The CUBINlab Charter

Network Design and Philosophy

CUBINlab does not provide a general purpose IT facility, but caters to special needs within CUBIN. As it operates using part-time administrators, it relies on an operating regime of high user self-reliance, and hence low administrative overhead. The following design principles, philosophy, and core facilities define its use.

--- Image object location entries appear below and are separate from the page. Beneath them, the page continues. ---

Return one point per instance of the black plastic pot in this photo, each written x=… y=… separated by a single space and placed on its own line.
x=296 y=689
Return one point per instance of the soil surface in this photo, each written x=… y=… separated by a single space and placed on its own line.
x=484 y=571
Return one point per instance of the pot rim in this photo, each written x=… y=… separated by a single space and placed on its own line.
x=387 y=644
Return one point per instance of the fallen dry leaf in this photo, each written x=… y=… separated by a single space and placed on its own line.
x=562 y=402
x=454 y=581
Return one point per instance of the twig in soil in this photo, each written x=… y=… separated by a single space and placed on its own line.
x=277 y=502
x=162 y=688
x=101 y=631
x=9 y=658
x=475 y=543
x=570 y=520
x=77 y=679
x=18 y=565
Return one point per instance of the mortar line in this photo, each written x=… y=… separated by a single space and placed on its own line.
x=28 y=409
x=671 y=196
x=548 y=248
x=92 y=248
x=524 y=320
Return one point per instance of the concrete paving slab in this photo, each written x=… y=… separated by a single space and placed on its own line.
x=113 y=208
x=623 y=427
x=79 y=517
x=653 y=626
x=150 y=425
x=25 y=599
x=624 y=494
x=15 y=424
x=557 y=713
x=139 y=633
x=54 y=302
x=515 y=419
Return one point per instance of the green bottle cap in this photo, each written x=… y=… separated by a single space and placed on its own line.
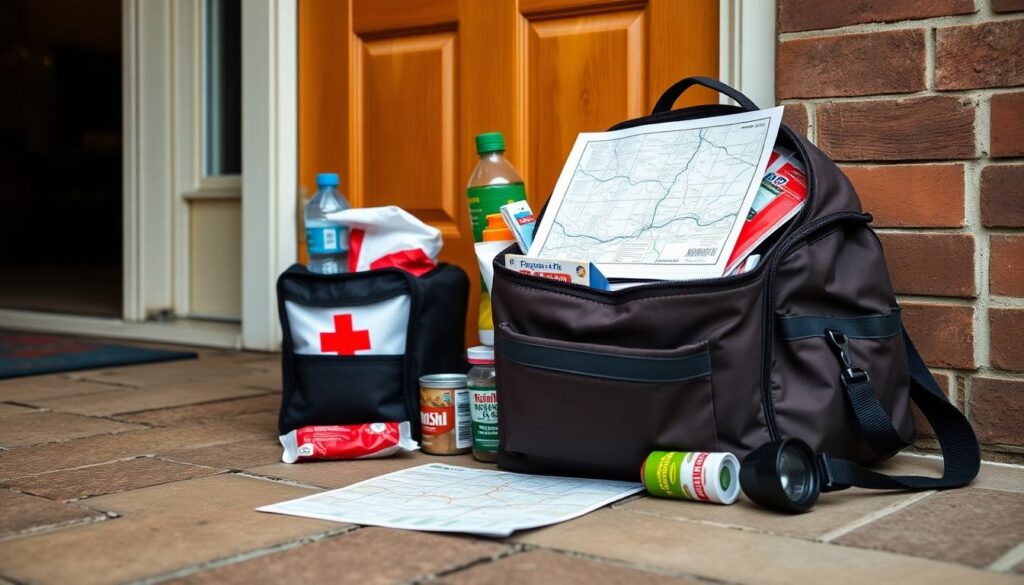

• Not a parallel system to EE-IT, servicing special needs and experienced UNIX users of CUBIN only. These needs are summarised as follows:
  • When direct access to the Internet is needed for research purposes
  • To develop and work with testbeds, clusters and prototypes with specialist needs, such as frequent and radical reconfiguration
  • For the storage and processing of very large network traces
  • For users wishing/needing to use UNIX who have the skills to do so with minimal supervision
• All UNIX based (no Microsoft Windows machines - these are handled by EE-IT)
• Relatively homogeneous (Linux when possible, *BSD on others as needed)
• Highly autonomous: strict firewall, UPS for critical systems and nightly tape backups
• Use of three Internet addresses and control of firewall enabling network experiments
• Separate domain name (cubinlab.ee.unimelb.edu.au) enabling independent webpage for information and file sharing
• Freedom of development: no restrictions on architecture or configuration of satellite entities
• High degree of autonomy of users - low baseline administrative load:
  • Satellite entities to be managed separately by associated users
  • Superuser access for all competent users on an as-needed basis
• CPU load on server machines kept low for scalability - most software and processing on end machines and inside satellite entities
• Fast reconfigurations according to needs, but strict adherence to simplifying principles:
  • All users have accounts on the main server, consistent user and group IDs
  • Accounts on machines 'as needed' between and within entities
  • Absolute minimum openings in the firewall between CUBINlab and the outside network
  • Entities kept as independent as possible (e.g. no cross mounting)

Users

CUBINlab users can be classified as follows.

1. Administrators
2. Users (Defn: using CUBINlab but not resident, primary home directory elsewhere) Typically the Secure Shell (SSH) protocol will be used to access facilities.

Users accessing the network via the WLAN will have no privileges other than access to the system through a secure protocol, as described in detail in the WLAN documentation.